Correction: An earlier version of this post placed Annabell in the wrong grade. She was in the fourth grade.
Angel Garza, the father of Amerie Jo Garza, who was killed in Tuesday’s school shooting in Uvalde, told CNN’s Anderson Cooper this evening that his daughter was trying to help her classmates as the attack was unfolding.
“She was just trying to do the right thing,” he said. “She was just trying to call the cops, that’s all.”
The father noted that his daughter had received a phone for her birthday two weeks ago.
"She just got her phone. She'd been wanting a phone for so long, and we finally got it for her. She just tried to call the police," he told CNN.
“I just want people to know that she just died trying to save her classmates. She just wanted to save everyone," he later added.
Garza, who works as a med aide, learned this information while arriving on the scene to help the shooting victims. He stated that two students in the classroom confirmed that she was trying to call police when she got shot.
“One little girl was just covered in blood head-to-toe,” Garza said. “I asked her what was wrong, and she said ‘she was ok.’ She was hysterical saying they shot her best friend. ‘She’s not breathing, and she tried to call the cops.’ I asked her what’s her name and she said, she told me ‘Amerie, she said Amerie.’”
The father described his daughter, calling her "the sweetest little girl."
"She was the sweetest little girl who did nothing wrong.

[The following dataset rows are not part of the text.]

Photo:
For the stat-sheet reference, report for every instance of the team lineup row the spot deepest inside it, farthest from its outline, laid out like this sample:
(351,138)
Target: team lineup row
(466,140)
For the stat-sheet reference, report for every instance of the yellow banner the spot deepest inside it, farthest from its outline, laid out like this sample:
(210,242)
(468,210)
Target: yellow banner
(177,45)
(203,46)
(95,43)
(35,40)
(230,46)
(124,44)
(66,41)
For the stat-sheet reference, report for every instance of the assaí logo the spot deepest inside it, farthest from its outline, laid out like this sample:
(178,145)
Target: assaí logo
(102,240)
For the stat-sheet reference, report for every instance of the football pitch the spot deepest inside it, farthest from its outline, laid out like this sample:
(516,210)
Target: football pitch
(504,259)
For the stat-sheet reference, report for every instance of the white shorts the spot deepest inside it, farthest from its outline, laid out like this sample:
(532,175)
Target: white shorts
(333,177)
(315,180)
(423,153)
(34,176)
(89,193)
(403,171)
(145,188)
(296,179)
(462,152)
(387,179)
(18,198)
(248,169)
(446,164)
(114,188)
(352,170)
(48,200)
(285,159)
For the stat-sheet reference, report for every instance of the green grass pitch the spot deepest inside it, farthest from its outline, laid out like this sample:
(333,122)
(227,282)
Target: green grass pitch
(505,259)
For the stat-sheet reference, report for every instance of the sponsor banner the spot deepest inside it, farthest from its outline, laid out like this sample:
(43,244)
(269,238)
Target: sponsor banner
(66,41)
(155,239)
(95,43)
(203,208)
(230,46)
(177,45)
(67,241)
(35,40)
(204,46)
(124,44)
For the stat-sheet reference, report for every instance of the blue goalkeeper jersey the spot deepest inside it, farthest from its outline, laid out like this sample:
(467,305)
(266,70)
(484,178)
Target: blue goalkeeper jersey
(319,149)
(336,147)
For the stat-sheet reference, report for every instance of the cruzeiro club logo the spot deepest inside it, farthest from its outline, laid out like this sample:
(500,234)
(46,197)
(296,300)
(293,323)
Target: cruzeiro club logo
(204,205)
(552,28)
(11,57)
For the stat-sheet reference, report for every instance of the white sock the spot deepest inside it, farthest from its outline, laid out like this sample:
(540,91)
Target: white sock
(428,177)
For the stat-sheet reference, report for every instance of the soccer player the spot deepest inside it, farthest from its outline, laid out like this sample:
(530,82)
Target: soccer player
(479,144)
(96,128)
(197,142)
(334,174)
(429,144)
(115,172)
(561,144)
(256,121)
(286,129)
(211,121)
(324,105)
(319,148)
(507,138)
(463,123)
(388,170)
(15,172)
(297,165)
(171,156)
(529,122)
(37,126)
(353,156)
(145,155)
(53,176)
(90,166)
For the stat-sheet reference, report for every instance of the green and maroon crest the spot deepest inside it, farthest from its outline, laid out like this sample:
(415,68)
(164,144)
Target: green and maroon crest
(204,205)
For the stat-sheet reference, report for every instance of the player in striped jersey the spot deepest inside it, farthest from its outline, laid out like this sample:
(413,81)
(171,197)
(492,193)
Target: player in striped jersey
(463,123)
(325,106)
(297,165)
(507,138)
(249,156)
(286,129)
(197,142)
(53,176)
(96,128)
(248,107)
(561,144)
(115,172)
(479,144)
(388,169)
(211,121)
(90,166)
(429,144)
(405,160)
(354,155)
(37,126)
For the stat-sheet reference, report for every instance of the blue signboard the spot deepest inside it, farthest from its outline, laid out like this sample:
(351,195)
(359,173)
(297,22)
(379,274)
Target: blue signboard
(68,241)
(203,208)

She listened to her mom and dad. She always brushed her teeth. She was creative. She made things for us. She never got in trouble in school," he said.
Watch the interview:
The 66-year-old woman in serious condition being treated at a San Antonio hospital is the shooter’s grandmother, officials confirmed Wednesday.
According to officials, the shooter’s grandmother had been airlifted in critical condition to the hospital Tuesday after being shot by the gunman.
“The first thing that happened was the gunman shot his grandmother in the face. She then contacted police. The gunman fled, and as he was fleeing had an accident just outside the elementary school and he ran into the school,” Gov. Greg Abbott said in a news conference earlier Wednesday.
In a televised CNN interview with Wolf Blitzer, Sgt. Erick Estrada, a public information officer for the Texas Department of Public Safety, echoed Abbott’s comments and confirmed the 66-year-old woman is the shooter’s grandmother.
University Hospital in San Antonio declines to comment on individual patients, but in a Wednesday morning statement confirmed they were treating three children and a 66-year-old woman, who is in serious condition after being downgraded from critical condition.